1.1 Name: The name of the association is The Global Creative and Security Community (the "Association").
1.2 Purpose: The purpose of the Association is to foster collaboration, innovation, and best practices among its members, which include major studios and streamers, major platform vendors, security vendors and localisation vendors. The Association aims to address shared challenges and promote the growth and integrity of the global media and entertainment industry.
2.1 Eligibility: Membership is open to any company or organisation operating within the global media and entertainment ecosystem that aligns with the Association's purpose and is approved by the Board of Directors.
2.2 Membership Categories: The Board of Directors may establish and define various membership categories, each with its own rights, privileges, and obligations.
2.3 Application: All applicants for membership must submit a formal application for review and approval by the Board of Directors.
2.4 Dues: Annual membership dues shall be set by the Board of Directors and are payable by all members. Failure to pay dues in a timely manner may result in the suspension or termination of membership.
2.5 Termination: Membership may be terminated by a member's written resignation, or by the Board of Directors for cause, including but not limited to, failure to pay dues or actions contrary to the Association's purpose.
3.1 Board of Directors: The Association is governed by a Board of Directors (the "Board") responsible for its strategic direction and oversight. The Board shall consist of a minimum of four (4) and a maximum of twelve (12) directors, elected from and by the members.
3.2 Officers: The Board shall elect officers, including a Chairperson, a Vice-Chairperson, a Secretary, and a Treasurer. The duties of each officer will be defined by the Board.
3.3 Elections: Directors shall be elected at the Annual General Meeting (AGM) by a simple majority vote of the members. Directors shall serve for a term of two years.
3.4 Meetings: The Board shall meet at least quarterly. A majority of directors constitutes a quorum for the transaction of business.
4.1 Annual General Meeting (AGM): An AGM shall be held once per calendar year.

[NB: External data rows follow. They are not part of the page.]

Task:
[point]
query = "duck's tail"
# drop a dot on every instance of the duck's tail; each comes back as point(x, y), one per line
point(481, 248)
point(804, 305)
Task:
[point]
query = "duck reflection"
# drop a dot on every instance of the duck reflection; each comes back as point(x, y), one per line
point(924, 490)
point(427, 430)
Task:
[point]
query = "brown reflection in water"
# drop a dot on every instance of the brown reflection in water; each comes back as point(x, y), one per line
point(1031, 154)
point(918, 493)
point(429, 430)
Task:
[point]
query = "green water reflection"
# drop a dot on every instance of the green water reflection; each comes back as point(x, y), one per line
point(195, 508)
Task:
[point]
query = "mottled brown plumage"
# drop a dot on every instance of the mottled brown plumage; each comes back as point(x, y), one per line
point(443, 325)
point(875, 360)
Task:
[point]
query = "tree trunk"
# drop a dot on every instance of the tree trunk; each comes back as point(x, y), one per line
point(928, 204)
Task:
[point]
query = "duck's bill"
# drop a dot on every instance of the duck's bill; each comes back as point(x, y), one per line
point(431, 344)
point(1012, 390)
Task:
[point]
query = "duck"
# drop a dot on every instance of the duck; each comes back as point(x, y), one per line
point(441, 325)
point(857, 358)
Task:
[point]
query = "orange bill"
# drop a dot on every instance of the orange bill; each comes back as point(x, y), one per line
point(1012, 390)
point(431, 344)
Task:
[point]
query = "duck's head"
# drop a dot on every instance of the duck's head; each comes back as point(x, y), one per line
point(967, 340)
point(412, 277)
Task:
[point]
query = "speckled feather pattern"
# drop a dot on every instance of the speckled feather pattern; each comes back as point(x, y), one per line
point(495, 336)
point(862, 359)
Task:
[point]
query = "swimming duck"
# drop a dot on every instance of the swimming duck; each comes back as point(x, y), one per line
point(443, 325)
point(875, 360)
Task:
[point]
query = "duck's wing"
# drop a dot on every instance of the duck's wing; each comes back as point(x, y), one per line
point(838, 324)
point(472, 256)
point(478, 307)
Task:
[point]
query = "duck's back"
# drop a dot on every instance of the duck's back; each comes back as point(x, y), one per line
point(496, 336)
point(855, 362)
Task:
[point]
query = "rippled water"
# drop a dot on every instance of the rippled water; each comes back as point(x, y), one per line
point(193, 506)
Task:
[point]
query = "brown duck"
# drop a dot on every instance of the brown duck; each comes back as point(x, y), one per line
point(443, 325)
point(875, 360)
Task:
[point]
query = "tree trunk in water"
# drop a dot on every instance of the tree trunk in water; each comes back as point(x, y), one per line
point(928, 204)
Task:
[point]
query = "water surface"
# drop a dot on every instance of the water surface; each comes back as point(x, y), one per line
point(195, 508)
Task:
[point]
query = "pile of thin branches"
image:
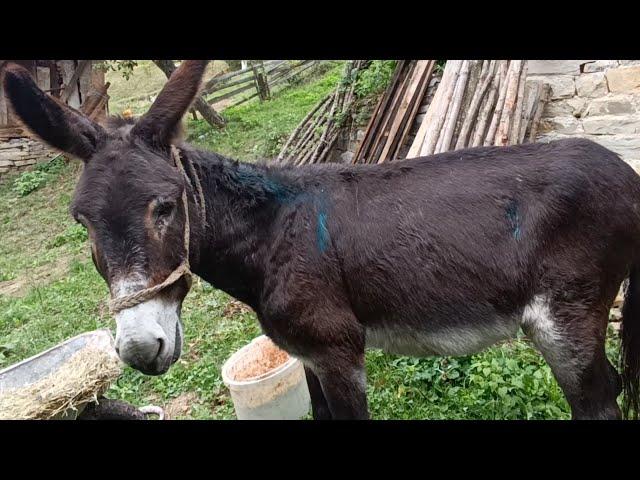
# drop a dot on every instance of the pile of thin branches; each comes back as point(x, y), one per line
point(313, 138)
point(481, 102)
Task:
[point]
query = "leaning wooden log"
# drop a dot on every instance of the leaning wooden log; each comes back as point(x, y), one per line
point(502, 134)
point(416, 146)
point(416, 102)
point(533, 90)
point(397, 119)
point(382, 135)
point(472, 114)
point(447, 85)
point(454, 111)
point(544, 96)
point(477, 69)
point(514, 133)
point(486, 109)
point(495, 119)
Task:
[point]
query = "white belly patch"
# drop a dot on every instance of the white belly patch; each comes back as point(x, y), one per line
point(451, 341)
point(466, 339)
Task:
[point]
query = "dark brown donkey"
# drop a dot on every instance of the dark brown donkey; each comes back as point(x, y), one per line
point(442, 255)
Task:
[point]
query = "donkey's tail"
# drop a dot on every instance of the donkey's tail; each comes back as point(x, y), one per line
point(630, 348)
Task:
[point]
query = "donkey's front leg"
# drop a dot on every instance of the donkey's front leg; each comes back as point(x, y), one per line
point(343, 381)
point(319, 404)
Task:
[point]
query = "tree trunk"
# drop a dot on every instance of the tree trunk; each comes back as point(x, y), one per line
point(200, 104)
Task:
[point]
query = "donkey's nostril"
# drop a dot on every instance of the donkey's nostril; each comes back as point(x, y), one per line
point(160, 346)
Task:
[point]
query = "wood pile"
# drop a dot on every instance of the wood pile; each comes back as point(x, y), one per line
point(313, 138)
point(394, 115)
point(481, 102)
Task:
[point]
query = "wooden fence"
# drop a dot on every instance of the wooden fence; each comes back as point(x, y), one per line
point(259, 79)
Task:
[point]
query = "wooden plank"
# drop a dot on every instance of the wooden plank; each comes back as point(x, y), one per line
point(70, 76)
point(9, 132)
point(233, 83)
point(292, 72)
point(3, 108)
point(447, 85)
point(388, 117)
point(375, 120)
point(43, 78)
point(406, 103)
point(422, 90)
point(85, 82)
point(533, 89)
point(221, 78)
point(230, 94)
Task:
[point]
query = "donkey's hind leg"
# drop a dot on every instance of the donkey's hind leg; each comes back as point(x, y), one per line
point(571, 338)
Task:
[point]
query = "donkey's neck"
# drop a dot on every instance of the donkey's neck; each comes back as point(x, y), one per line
point(242, 202)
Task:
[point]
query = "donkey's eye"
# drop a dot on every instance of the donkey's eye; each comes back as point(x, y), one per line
point(162, 213)
point(164, 209)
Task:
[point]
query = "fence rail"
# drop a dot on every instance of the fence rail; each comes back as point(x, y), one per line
point(260, 77)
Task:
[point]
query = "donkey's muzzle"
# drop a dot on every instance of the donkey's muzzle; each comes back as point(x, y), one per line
point(148, 354)
point(148, 336)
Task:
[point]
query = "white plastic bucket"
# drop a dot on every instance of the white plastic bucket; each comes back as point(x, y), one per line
point(279, 394)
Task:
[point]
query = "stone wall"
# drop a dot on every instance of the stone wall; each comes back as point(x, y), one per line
point(19, 154)
point(595, 99)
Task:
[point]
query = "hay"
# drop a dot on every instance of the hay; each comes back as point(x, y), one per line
point(83, 378)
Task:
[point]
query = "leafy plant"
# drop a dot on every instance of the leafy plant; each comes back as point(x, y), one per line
point(30, 181)
point(375, 79)
point(75, 234)
point(125, 67)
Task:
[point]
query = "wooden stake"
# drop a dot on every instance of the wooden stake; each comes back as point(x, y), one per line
point(514, 133)
point(502, 134)
point(470, 119)
point(495, 119)
point(546, 91)
point(448, 85)
point(452, 115)
point(486, 109)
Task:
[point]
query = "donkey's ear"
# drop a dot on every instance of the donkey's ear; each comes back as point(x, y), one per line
point(54, 122)
point(161, 124)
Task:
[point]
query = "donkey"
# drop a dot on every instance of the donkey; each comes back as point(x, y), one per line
point(440, 255)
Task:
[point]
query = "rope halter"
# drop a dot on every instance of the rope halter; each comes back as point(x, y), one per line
point(183, 270)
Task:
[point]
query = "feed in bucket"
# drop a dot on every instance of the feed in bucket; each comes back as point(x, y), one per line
point(266, 383)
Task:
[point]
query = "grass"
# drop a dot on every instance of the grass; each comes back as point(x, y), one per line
point(147, 79)
point(50, 291)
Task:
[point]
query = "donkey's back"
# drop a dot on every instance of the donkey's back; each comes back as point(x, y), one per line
point(460, 244)
point(451, 253)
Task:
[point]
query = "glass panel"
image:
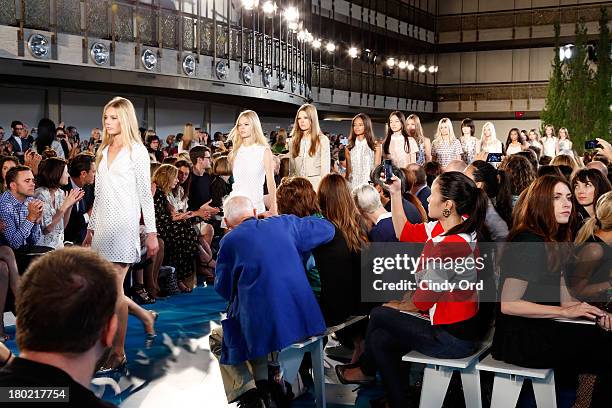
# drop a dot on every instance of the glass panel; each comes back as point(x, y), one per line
point(69, 16)
point(97, 18)
point(37, 14)
point(7, 12)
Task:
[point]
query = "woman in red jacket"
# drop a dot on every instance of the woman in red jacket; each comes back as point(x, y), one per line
point(442, 323)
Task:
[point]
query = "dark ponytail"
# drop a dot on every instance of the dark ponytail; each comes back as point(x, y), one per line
point(497, 186)
point(469, 200)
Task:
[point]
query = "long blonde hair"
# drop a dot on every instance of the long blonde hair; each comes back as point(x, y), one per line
point(188, 134)
point(601, 221)
point(451, 131)
point(297, 133)
point(129, 126)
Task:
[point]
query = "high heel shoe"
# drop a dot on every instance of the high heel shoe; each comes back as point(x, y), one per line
point(369, 380)
point(150, 337)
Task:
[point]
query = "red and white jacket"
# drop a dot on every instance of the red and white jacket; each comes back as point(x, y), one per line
point(444, 307)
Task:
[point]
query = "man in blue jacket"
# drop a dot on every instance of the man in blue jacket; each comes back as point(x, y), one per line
point(271, 305)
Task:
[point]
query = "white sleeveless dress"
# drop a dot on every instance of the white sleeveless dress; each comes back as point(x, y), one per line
point(250, 174)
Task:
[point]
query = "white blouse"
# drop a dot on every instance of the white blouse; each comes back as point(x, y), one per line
point(122, 192)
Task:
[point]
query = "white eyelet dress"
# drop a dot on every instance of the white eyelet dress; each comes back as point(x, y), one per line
point(122, 192)
point(250, 174)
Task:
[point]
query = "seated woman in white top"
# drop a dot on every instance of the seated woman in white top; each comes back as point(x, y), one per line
point(399, 146)
point(57, 205)
point(549, 141)
point(309, 147)
point(513, 142)
point(251, 162)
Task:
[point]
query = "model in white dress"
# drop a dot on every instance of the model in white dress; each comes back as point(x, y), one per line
point(250, 174)
point(122, 191)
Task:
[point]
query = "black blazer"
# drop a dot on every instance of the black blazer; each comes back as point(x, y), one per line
point(77, 227)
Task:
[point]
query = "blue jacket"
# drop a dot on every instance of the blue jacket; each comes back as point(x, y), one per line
point(274, 306)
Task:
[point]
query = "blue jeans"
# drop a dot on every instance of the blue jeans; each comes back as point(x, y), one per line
point(391, 334)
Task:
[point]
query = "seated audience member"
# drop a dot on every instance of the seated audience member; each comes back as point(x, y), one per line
point(588, 185)
point(420, 188)
point(267, 293)
point(433, 170)
point(63, 287)
point(497, 186)
point(82, 171)
point(378, 219)
point(455, 165)
point(20, 212)
point(520, 172)
point(6, 163)
point(533, 292)
point(456, 323)
point(295, 195)
point(57, 205)
point(199, 192)
point(176, 228)
point(412, 212)
point(598, 165)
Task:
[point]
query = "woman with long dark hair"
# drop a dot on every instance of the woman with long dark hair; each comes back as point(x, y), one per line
point(455, 323)
point(534, 292)
point(399, 146)
point(362, 153)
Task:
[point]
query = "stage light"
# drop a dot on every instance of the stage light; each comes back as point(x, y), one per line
point(149, 59)
point(250, 4)
point(189, 64)
point(99, 53)
point(269, 7)
point(39, 46)
point(292, 14)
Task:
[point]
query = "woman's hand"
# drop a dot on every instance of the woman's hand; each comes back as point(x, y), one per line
point(88, 238)
point(152, 244)
point(582, 310)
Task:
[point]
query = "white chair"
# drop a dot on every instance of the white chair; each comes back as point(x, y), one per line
point(438, 373)
point(291, 358)
point(509, 379)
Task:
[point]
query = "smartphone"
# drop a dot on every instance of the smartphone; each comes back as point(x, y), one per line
point(388, 169)
point(591, 144)
point(494, 158)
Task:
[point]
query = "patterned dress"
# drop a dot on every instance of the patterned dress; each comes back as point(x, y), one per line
point(180, 238)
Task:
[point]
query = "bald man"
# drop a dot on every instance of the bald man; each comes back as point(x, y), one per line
point(260, 272)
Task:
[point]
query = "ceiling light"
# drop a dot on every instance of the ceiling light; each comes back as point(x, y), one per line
point(99, 53)
point(39, 46)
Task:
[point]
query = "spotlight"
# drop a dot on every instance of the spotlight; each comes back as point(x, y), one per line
point(149, 59)
point(99, 53)
point(189, 64)
point(292, 14)
point(250, 4)
point(269, 7)
point(39, 46)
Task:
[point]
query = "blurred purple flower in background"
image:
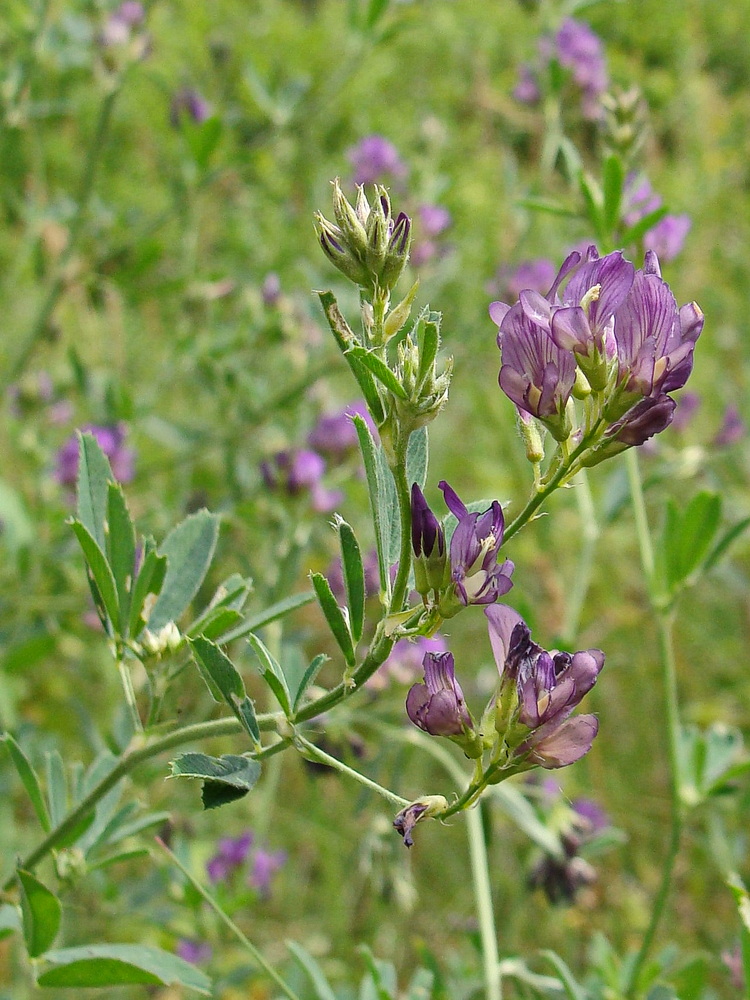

The purpose of the AGM is to elect directors, approve the annual budget, and address other business as required.
4.2 Special Meetings: Special meetings of the members may be called by the Chairperson, the Board, or by a petition signed by at least 25% of the members.
4.3 Notice: Written notice of all meetings of members must be provided at least seven (7) days in advance, specifying the date, time, location, and purpose of the meeting. An emergency meeting can be called without this notice and any decisions taken in the emergency meeting will be ratified by a special meeting as soon as possible.
4.4 Voting: Each member company in good standing is entitled to one (1) vote on all matters submitted to a vote of the members. Proxy voting may be permitted under guidelines established by the Board.
5.1 Fiscal Year: The fiscal year of the Association shall be determined by the Board of Directors.
5.2 Budget: The Board shall approve an annual budget and provide a summary to the members at the AGM.
5.3 Audit: An independent audit of the Association's financial records shall be conducted at least every two years.
6.1 Proposal: These byelaws may be amended by a proposal from the Board or by a petition signed by at least 25% of the members.
6.2 Approval: Any proposed amendment must be approved by a two-thirds (2/3) majority vote of the members at a duly called meeting.
7.1 Process: The Association may be dissolved by a vote of three-quarters (3/4) of the members.
7.2 Asset Distribution: In the event of dissolution, any remaining assets after the payment of all debts shall be distributed to one or more non-profit organisations with purposes similar to the Association's.